A blog allows you to publish individual pieces (‘posts’) on events or projects regularly, and to showcase your most recent work. This gives you the opportunity to connect with your potential ideal clients through the story you tell, and allows your current clients to share your work. If you emphasise your brand messages clearly in your posts, it can be a powerful way of connecting with the people you want to work with. Remember, while blogs give you the opportunity to share more of your work than you might present in your website portfolio, it’s best to show only your best work and the work you would want to shoot again.

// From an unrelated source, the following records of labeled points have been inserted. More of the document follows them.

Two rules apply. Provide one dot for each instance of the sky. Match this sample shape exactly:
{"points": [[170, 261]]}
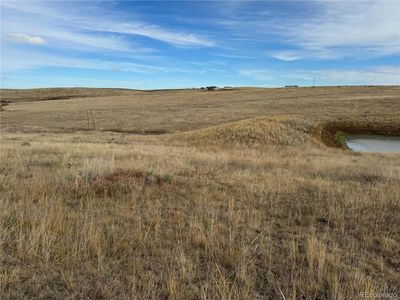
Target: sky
{"points": [[184, 44]]}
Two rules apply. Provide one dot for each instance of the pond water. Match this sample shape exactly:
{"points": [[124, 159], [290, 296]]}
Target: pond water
{"points": [[373, 143]]}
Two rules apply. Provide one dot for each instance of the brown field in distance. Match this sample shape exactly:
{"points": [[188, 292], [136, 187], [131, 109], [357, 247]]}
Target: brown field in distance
{"points": [[187, 194]]}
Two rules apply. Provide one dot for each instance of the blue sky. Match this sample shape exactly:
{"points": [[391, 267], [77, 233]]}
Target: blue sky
{"points": [[175, 44]]}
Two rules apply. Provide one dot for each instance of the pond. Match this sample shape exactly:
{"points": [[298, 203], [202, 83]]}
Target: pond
{"points": [[372, 143]]}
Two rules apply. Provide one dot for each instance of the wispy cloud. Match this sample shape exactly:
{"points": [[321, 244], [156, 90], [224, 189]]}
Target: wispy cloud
{"points": [[331, 30], [101, 22], [26, 38], [377, 75]]}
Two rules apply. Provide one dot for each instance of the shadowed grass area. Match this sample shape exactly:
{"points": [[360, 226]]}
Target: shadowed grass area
{"points": [[252, 209]]}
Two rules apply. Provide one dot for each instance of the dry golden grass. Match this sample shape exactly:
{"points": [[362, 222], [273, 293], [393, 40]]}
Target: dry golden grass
{"points": [[255, 209]]}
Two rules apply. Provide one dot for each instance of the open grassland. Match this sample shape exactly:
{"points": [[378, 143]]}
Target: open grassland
{"points": [[241, 198]]}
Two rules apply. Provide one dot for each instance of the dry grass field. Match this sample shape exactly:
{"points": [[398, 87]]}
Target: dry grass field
{"points": [[188, 194]]}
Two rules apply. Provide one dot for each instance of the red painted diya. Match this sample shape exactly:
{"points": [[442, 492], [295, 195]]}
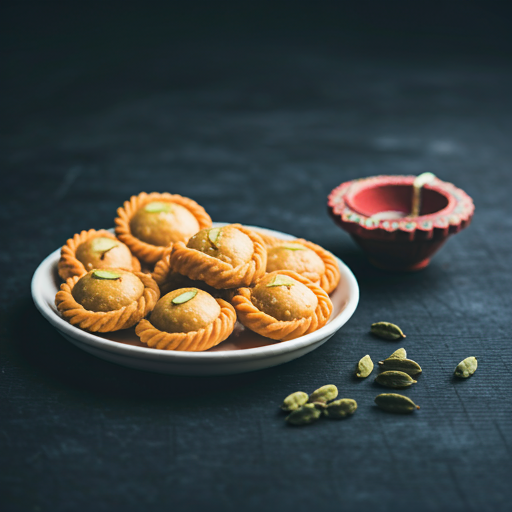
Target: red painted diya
{"points": [[376, 212]]}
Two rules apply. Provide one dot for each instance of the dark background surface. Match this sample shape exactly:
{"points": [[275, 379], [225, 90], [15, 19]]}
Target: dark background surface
{"points": [[257, 111]]}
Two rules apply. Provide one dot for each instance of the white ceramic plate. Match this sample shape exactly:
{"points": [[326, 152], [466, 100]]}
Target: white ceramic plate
{"points": [[243, 351]]}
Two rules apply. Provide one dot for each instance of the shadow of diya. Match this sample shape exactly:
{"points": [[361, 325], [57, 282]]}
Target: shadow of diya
{"points": [[376, 213]]}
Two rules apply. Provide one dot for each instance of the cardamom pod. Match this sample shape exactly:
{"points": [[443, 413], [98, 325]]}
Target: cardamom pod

To attract and keep regular readers, you’ll need useful and interesting content. Decide on a clear focus for your blog, whether is it sharing the work you produce, sharing stories to connect with your ideal clients, or sharing insight into your industry. Remember, simplicity and clarity in association with your brand messages will put you in the best position.
Creating outward links to venues, locations and collaborators within a post will encourage others to link back to your blog, and this network of outgoing and incoming links will help you rise higher in search results.

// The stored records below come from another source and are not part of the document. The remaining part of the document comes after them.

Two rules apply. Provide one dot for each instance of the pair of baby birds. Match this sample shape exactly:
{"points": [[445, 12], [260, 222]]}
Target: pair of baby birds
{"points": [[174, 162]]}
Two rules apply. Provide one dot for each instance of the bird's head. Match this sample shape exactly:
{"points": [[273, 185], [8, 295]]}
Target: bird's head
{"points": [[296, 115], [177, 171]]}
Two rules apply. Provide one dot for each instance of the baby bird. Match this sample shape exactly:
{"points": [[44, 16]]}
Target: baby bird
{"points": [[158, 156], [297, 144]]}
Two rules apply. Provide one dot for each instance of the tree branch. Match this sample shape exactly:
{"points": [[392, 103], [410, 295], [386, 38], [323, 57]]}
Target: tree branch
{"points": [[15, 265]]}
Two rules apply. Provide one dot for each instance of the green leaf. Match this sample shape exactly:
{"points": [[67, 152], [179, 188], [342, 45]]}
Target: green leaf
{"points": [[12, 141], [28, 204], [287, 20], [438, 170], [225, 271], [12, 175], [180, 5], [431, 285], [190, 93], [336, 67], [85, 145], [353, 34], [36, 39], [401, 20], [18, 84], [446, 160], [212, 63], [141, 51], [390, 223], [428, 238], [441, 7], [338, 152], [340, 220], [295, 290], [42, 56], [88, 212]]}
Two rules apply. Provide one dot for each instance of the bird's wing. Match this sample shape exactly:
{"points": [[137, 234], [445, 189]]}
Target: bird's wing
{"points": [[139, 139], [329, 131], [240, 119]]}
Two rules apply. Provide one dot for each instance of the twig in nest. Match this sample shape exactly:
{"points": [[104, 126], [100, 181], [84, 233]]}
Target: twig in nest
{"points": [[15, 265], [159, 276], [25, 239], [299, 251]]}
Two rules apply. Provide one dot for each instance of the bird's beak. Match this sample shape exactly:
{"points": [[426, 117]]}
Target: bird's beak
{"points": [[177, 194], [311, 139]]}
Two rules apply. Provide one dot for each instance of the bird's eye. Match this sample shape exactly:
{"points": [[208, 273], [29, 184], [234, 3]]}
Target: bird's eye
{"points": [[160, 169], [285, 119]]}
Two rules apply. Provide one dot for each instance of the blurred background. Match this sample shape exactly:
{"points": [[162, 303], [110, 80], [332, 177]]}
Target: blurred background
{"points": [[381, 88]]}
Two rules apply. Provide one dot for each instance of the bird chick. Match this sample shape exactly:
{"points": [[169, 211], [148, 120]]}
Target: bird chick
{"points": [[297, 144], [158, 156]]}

A successful blog requires regular, consistent posting so it’s best to have a clear strategy: plan for how often you will post and the content you will share. You can create posts in advance and schedule them to go up on a particular day of the week at a specified time.
b) Social Media
Word of mouth is one of the best forms of marketing, and social media is a free way of getting your brand message out in to the global marketplace. Key social media platforms are Facebook, Twitter, Google+, with Instagram and Pinterest becoming increasingly important for photographers. Create accounts and business pages on these key platforms, and enable share buttons for these platforms on your website and blog. The aim is to get the conversation going with your ideal clients and industry peers on many different platforms. This will ensure you reach as wide an audience as possible.

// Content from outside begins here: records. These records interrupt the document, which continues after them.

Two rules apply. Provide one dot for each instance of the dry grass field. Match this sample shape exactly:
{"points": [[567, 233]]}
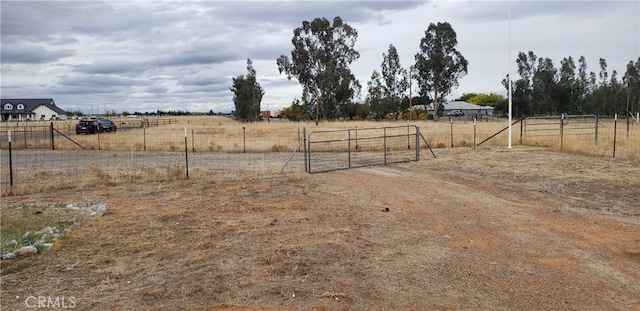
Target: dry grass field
{"points": [[492, 228]]}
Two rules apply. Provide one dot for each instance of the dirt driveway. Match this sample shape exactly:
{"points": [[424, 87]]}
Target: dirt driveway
{"points": [[492, 229]]}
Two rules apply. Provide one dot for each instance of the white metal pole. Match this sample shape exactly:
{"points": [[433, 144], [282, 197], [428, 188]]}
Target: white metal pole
{"points": [[510, 101]]}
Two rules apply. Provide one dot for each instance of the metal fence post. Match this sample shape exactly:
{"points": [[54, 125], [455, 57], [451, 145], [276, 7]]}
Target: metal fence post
{"points": [[307, 165], [10, 160], [186, 157], [384, 147], [53, 145], [615, 129], [451, 121], [349, 147], [417, 143], [561, 131], [596, 130], [475, 131]]}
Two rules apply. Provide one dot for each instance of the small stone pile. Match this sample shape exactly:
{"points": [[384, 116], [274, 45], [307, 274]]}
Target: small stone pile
{"points": [[35, 242]]}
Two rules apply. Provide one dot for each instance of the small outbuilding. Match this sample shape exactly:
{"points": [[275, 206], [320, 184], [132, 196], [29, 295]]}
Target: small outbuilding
{"points": [[31, 110]]}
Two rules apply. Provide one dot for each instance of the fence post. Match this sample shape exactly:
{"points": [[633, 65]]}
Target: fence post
{"points": [[561, 130], [451, 121], [356, 138], [144, 137], [307, 165], [596, 130], [53, 145], [521, 130], [408, 136], [418, 143], [10, 160], [186, 157], [615, 129], [474, 133], [349, 147], [384, 147]]}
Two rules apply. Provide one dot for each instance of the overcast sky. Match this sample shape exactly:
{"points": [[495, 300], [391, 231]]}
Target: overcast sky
{"points": [[95, 56]]}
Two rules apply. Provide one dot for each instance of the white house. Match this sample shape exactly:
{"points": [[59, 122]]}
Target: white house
{"points": [[30, 110]]}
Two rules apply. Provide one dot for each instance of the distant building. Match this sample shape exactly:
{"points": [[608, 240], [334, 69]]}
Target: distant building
{"points": [[30, 110]]}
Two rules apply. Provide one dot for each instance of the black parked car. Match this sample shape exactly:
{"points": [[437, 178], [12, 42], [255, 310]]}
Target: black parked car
{"points": [[107, 125], [88, 127]]}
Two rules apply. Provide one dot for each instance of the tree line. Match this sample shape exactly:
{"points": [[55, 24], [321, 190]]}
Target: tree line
{"points": [[323, 50]]}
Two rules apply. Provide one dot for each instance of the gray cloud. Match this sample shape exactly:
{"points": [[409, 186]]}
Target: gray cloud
{"points": [[32, 54], [167, 54]]}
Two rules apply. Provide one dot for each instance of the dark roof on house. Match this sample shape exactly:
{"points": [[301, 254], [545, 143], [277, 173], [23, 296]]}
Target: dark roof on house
{"points": [[29, 105]]}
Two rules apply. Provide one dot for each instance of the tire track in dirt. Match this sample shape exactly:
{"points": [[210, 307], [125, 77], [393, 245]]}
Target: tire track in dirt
{"points": [[523, 250]]}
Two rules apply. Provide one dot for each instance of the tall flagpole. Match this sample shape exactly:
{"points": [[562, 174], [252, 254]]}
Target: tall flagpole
{"points": [[510, 102]]}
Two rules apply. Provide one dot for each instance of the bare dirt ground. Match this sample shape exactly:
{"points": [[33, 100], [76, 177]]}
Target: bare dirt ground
{"points": [[493, 229]]}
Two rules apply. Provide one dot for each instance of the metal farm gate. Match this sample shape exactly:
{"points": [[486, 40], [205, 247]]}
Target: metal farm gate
{"points": [[329, 150]]}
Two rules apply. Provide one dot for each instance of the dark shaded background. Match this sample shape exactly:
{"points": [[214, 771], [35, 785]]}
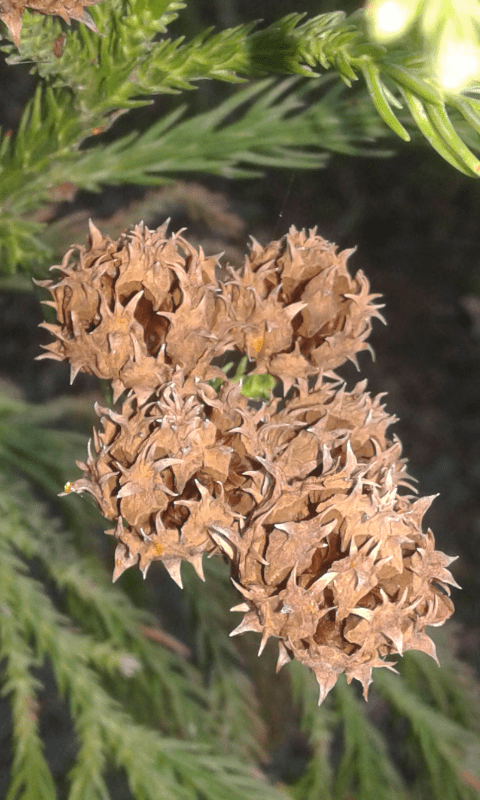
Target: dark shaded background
{"points": [[415, 222]]}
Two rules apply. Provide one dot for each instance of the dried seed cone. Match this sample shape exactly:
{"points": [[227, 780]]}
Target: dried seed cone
{"points": [[158, 472], [303, 494], [131, 311], [11, 13], [298, 310]]}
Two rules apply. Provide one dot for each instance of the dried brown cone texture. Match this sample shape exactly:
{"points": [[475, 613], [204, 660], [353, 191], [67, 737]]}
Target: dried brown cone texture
{"points": [[307, 495], [11, 12]]}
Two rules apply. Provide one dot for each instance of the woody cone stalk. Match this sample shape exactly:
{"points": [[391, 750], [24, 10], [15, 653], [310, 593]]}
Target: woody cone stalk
{"points": [[307, 495]]}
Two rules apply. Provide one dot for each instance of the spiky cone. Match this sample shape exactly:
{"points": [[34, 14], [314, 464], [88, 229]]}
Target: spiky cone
{"points": [[299, 312], [12, 11], [333, 561], [131, 311], [158, 472]]}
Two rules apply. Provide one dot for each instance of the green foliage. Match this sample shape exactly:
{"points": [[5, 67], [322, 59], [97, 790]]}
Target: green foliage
{"points": [[100, 77]]}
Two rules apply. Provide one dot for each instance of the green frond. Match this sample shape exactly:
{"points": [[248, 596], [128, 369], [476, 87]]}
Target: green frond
{"points": [[107, 735]]}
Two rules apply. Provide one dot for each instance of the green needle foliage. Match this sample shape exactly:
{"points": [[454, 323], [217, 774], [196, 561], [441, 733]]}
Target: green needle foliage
{"points": [[176, 720], [98, 78]]}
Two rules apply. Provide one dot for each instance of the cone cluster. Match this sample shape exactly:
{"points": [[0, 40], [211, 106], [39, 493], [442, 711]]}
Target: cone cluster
{"points": [[305, 495]]}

Do simplify your approach to social media. Be clear on who you want to talk to and the best way to reach your ideal clients. Who you are and what your brand is will inform what type of images you share and how you interact on social media. This extends from to the captions you give your images and the tone of what you say.
How you interact and what you share on social media will reflect directly on your business. While it can be good to share some personal images and stories on social media to allow your ideal clients to connect with you, make sure that the quality and message of your images align with your brand identity, and always step away when you are feeling negative.
Do think about using different platforms for connecting with different groups: Facebook is a good way of connecting with your existing clients and creating word of mouth referrals through tagging your clients in your images; Twitter is useful for connecting with others in your industry.
Remember there are lots of timesaving applications to help you pre-schedule social media sharing on multiple platforms or post from one social media platform to another, but do tailor what you post where to the audience you are trying to engage with on each platform.